ADR-Fraktionspräsident Keup verkündet die Prioritäten seiner Partei für das kommende Jahr – und blickt häufig jenseits der Grenze auf Luxemburgs europäische Nachbarn. Zu den deutschen Grenzkontrollen findet er dabei keine klare Haltung.

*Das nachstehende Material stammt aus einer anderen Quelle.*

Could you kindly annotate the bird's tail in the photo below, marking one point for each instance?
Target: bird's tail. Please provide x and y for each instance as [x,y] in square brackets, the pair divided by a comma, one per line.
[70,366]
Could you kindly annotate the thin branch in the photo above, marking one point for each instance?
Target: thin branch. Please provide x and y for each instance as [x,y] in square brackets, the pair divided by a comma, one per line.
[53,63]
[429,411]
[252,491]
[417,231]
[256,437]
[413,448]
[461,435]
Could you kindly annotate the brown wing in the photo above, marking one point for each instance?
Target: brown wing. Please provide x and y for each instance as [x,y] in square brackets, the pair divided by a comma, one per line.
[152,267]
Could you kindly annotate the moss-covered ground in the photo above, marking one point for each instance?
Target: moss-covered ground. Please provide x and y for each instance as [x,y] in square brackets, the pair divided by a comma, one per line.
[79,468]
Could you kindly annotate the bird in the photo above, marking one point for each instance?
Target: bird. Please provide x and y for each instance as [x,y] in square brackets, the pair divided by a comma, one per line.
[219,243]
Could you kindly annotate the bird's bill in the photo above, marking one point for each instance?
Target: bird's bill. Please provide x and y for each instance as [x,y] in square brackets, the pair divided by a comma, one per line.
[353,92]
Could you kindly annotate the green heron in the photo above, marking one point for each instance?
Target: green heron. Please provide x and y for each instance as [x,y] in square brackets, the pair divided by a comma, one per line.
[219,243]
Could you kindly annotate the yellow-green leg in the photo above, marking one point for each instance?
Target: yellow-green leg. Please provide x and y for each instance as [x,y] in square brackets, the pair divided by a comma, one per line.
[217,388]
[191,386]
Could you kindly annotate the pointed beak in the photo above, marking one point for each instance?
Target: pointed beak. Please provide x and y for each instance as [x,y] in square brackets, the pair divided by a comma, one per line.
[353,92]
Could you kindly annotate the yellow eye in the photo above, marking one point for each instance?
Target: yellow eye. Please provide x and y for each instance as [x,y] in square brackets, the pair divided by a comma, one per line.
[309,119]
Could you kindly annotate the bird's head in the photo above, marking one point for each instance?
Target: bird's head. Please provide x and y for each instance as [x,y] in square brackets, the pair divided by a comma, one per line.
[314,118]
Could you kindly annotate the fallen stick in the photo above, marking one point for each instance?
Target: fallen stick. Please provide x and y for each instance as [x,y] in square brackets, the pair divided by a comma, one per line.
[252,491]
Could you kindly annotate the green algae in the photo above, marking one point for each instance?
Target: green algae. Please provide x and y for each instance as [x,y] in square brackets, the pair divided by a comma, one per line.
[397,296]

Trotz eines neuen Mannes (Hardy) bleibt vieles beim Alten (v.l.): Jeff Engelen, Dan Hardy, Fred Keup, Tom Weidig und Alexandra Schoos

Trotz eines neuen Mannes (Hardy) bleibt vieles beim Alten (v.l.): Jeff Engelen, Dan Hardy, Fred Keup, Tom Weidig und Alexandra Schoos Foto: Editpress/Hervé Montaigu

Die ADR bleibt auch in diesem Herbst ihren politischen Kernthemen treu. Diesen Eindruck vermittelt zumindest Fraktionspräsident Fred Keup bei der alljährlichen Pressekonferenz zur „Rentrée parlementaire“. Sicherheit und Kriminalität stehen noch immer ganz oben auf der Liste der von der Partei identifizierten Probleme. „Wir haben in Luxemburg ein Problem mit Sicherheit, nicht nur mit einem Sicherheitsgefühl“, sagt Keup gleich zu Beginn. Dem CSV-Innenminister Léon Gloden traut die ADR bei der Bekämpfung dieses von ihnen identifizierten Problems jedoch wenig zu. Unter Gloden werde die „Kuschelpolitik“ der Vorgängerregierung einfach fortgeführt, so Keup.